Although cocaine binges and mental health problems have both been identified as significant risk factors for different health hazards, little is known about the relationship between mental health and cocaine binging. Hence, the aim of this study is to examine the association between psychiatric disorders and cocaine binge.
Participants were part of a prospective cohort study of individuals who either smoke or inject cocaine. The dependent variable, namely a cocaine binge within the past month, was defined as the repetitive use of large quantities of cocaine until the individual was unable to access more of the drug or was physically unable to keep using. Psychiatric disorders were assessed using the Composite International Diagnostic Interview and the Diagnostic Interview Schedule questionnaires. Logistic regression models were performed to examine the association between cocaine binging and psychiatric disorders, adjusting for potential confounders.

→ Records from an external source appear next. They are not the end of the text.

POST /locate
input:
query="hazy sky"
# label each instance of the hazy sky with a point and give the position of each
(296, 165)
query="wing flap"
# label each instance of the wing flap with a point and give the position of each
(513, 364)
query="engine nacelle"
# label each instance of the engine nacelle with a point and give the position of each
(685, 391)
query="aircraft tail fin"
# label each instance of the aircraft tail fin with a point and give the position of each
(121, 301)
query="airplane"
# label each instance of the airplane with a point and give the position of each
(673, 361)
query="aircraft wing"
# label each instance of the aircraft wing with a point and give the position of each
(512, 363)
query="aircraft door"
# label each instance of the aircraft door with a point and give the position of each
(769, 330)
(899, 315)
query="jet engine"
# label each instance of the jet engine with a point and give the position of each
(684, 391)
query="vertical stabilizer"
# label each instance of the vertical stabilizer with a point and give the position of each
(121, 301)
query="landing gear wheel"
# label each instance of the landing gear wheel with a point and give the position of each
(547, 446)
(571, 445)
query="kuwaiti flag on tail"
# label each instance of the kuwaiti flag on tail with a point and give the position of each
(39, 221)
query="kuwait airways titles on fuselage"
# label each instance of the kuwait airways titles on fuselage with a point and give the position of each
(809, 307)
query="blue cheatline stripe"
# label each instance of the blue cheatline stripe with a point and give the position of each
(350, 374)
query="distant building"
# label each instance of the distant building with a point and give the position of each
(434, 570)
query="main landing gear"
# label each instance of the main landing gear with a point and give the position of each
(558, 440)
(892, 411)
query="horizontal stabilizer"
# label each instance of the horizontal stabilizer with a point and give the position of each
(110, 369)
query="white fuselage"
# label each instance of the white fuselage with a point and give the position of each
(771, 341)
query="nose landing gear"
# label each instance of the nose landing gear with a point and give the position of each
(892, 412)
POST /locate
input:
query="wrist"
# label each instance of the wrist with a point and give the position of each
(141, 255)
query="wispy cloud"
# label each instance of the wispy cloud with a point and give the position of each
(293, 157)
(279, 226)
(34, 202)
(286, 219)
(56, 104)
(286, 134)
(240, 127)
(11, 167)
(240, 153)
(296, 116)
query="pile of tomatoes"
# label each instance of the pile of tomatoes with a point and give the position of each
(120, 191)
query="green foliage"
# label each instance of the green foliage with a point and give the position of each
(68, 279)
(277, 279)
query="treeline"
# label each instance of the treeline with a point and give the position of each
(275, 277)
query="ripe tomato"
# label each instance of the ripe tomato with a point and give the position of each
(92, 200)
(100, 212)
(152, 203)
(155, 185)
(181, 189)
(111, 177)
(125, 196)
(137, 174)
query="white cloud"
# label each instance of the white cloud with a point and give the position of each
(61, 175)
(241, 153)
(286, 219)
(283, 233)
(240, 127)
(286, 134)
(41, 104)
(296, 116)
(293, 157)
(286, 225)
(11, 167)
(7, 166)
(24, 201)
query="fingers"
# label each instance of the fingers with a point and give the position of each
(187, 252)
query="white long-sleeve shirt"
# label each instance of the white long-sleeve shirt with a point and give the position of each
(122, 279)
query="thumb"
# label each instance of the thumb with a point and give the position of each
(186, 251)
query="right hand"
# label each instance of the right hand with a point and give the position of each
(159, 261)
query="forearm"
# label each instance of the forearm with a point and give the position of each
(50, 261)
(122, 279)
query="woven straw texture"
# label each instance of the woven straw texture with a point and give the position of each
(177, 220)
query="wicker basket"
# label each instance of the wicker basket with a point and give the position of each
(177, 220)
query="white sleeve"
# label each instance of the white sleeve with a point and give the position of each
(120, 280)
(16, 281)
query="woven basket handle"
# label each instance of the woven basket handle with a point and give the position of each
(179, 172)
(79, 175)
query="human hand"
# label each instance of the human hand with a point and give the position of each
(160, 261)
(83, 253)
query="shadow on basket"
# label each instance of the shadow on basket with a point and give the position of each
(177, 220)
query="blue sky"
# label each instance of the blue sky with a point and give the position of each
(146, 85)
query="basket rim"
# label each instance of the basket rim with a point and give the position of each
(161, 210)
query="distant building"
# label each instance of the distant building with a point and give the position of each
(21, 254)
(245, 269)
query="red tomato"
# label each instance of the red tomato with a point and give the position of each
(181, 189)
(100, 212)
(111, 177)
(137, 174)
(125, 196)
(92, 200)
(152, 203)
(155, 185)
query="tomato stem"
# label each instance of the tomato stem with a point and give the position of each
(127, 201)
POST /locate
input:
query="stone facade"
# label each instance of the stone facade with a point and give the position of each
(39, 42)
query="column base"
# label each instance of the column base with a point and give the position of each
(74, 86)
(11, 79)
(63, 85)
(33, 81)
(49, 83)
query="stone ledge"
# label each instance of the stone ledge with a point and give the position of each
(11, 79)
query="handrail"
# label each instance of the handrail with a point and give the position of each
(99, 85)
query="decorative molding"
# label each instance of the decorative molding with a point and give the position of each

Of the 492 participants, 24.4% reported at least 1 cocaine binging episode during the prior month. Among the study population, 48.0% met the criteria for antisocial personality disorder (ASPD), 45.5% for anxiety disorders, and 28.2% for mood disorders. Participants with ASPD were more likely to binge (adjusted odds ratio 1.73, 95% confidence interval 1.10–2.73), whereas those with a mood disorder were not. The association between anxiety disorders and cocaine binging was significant only in univariate analyses.
ASPD increased the odds of reporting cocaine binge in our study population. These results highlight the need for a better understanding of the specific dimensions of ASPD that contribute to the increased risk of unsafe drug use behaviors.